Екатерина Алексеевна довольно неплохо рисовала карандашом. Как-то она заставила меня напялить на голову турецкую феску и стала делать с меня скиццы. Это было мучительным занятием. Стоило мне пошевелиться, как она начинала сердиться, говорила, что я все ей порчу, один раз даже разорвала почти законченный рисунок.

— Как страшно все понимать. Вот вы, Александр Львович, меня любите. А что в том проку? Зачем? Вы милый, добрый. Да только я-то вас не люблю. И вообще, невозможно, чтобы я вас полюбила.

— С чего вы взяли, что я вас люблю? — спросил я.

Она посмотрела на меня с удивлением.

— Да с того, что вы меня любите. С чего же еще?

— Отчего же тогда невозможно, чтобы вы меня полюбили?

— Отчего? — Она сделала карандашом еще несколько штрихов. — Да оттого, что вы какой-то обыкновенный. Вот вы мне про себя рассказывали, а я и без всяких рассказов все про вас знаю. На человека только посмотришь и все про него уже знаешь. И чего он хочет, и чего боится.
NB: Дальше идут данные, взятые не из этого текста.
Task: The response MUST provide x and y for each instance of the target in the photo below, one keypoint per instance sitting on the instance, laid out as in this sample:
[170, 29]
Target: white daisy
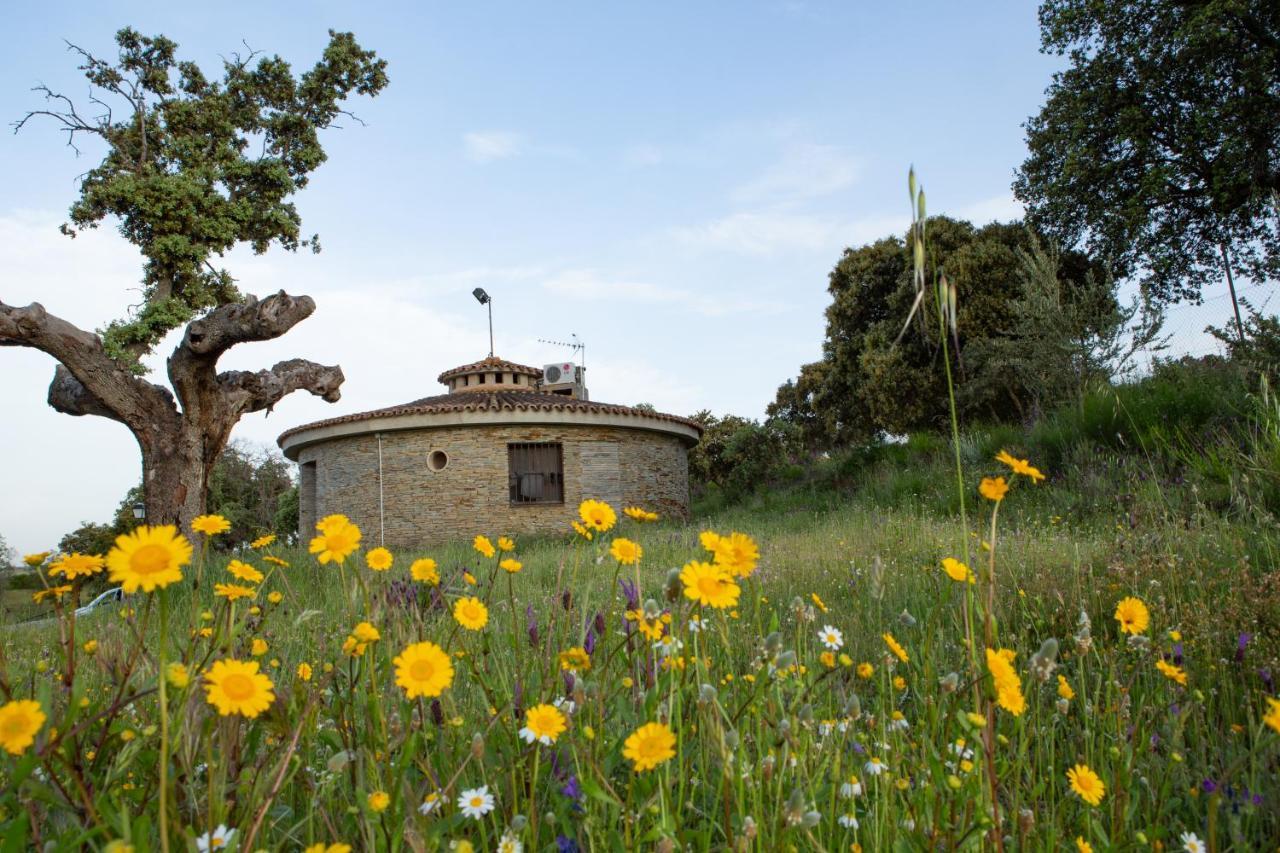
[831, 638]
[215, 840]
[476, 802]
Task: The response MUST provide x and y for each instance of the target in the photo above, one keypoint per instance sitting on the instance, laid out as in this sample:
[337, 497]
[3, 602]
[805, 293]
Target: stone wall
[470, 495]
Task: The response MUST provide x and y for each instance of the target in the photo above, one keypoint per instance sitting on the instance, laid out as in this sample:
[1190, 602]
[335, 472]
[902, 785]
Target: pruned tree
[192, 169]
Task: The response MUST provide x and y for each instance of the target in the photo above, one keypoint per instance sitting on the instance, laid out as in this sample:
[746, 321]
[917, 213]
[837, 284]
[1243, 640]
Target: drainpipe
[382, 520]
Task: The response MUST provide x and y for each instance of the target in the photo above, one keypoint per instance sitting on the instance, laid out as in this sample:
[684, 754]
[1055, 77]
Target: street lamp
[484, 299]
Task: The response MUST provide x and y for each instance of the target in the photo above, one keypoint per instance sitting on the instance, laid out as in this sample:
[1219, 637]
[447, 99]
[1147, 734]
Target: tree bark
[179, 433]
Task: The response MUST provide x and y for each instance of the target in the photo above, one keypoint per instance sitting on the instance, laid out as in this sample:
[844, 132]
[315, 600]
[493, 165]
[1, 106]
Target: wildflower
[625, 551]
[956, 570]
[471, 614]
[1086, 784]
[77, 565]
[597, 515]
[177, 675]
[379, 559]
[476, 802]
[894, 646]
[544, 724]
[993, 488]
[1132, 615]
[149, 559]
[736, 552]
[237, 687]
[649, 746]
[210, 524]
[215, 839]
[19, 721]
[245, 571]
[1173, 673]
[424, 570]
[575, 660]
[1009, 687]
[233, 592]
[338, 539]
[1020, 466]
[709, 585]
[424, 669]
[831, 638]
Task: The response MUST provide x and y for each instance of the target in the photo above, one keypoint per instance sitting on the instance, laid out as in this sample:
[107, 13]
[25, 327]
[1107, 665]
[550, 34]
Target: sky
[672, 182]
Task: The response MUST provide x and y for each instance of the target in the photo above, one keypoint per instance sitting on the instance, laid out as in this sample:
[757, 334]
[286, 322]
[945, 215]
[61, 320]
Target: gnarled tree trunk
[179, 432]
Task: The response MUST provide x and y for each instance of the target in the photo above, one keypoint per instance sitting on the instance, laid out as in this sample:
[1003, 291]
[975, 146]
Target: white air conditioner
[560, 374]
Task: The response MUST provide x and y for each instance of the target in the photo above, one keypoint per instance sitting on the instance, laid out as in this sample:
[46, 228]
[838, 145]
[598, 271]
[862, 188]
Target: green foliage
[195, 165]
[1156, 146]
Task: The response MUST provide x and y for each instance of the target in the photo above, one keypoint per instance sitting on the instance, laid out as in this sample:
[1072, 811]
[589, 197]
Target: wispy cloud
[485, 146]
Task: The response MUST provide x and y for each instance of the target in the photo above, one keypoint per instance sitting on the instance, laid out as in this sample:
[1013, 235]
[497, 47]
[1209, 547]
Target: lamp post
[484, 299]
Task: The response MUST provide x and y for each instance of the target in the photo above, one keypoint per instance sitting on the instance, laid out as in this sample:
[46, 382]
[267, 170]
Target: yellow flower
[210, 524]
[424, 570]
[237, 687]
[543, 724]
[423, 669]
[471, 614]
[19, 721]
[77, 565]
[177, 675]
[1173, 673]
[1132, 615]
[709, 585]
[626, 552]
[956, 570]
[149, 559]
[338, 539]
[245, 571]
[1009, 687]
[993, 488]
[1087, 784]
[232, 592]
[597, 515]
[379, 559]
[649, 746]
[484, 546]
[575, 660]
[894, 646]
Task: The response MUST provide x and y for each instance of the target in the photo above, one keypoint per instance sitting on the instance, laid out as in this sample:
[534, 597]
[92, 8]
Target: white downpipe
[382, 520]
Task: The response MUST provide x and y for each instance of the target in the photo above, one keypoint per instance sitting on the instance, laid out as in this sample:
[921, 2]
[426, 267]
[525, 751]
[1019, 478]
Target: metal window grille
[535, 473]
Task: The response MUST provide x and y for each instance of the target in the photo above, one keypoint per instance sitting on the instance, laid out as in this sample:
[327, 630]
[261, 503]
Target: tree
[192, 168]
[1159, 147]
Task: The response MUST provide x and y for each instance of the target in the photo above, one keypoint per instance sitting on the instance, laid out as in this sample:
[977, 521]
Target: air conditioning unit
[560, 374]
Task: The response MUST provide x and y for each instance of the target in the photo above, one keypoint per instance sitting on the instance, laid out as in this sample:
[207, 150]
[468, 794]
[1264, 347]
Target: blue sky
[670, 181]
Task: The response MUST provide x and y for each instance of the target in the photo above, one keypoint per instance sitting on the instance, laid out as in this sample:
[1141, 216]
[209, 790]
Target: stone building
[506, 450]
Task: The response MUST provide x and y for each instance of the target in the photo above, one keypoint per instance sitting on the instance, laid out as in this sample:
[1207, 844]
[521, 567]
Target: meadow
[809, 676]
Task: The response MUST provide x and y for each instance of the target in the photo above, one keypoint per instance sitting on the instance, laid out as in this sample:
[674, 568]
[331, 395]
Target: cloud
[485, 146]
[805, 170]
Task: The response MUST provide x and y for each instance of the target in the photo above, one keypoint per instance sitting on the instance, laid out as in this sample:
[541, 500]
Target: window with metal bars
[535, 473]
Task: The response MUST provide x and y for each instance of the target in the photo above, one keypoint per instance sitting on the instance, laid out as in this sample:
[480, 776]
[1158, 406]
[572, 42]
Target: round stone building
[507, 450]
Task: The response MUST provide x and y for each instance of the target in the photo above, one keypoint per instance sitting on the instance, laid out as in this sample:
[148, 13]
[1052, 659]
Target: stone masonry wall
[470, 495]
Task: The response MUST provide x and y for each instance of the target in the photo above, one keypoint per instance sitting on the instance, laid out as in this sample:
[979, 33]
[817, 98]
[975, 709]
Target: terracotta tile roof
[492, 363]
[492, 401]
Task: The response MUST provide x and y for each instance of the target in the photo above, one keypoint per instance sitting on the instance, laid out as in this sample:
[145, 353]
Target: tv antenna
[575, 345]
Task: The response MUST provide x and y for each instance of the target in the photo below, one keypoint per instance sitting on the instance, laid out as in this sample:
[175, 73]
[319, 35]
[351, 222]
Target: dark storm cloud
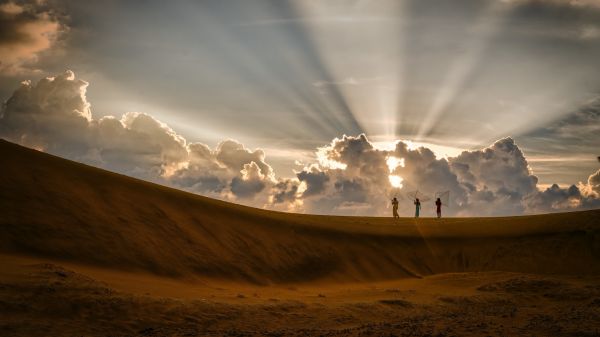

Эта наука, поверьте, несложная. Все одного и того же хотят, все одного и того же боятся.

Она засмеялась, сорвала и скомкала листок.

— Умный, взрослый человек, зачем вы слушаете меня с таким серьезным видом? Идемте к фортепьяно, я хочу петь!

У нее действительно был чудный голос, тонкий, чистый.


Наконец я написал Нине.

Письмо мое было коротким. Я написал ей, что она во всем права, что брак наш был ошибкой, потому что я не люблю ее и, наверно, не любил. Я написал, что в Казани я встретил женщину, которую полюбил, и что это — первое истинное в моей жизни чувство. Закончил я так: «Ты вправе думать обо мне самое дурное. Прощения мне нет, да я и не прошу его».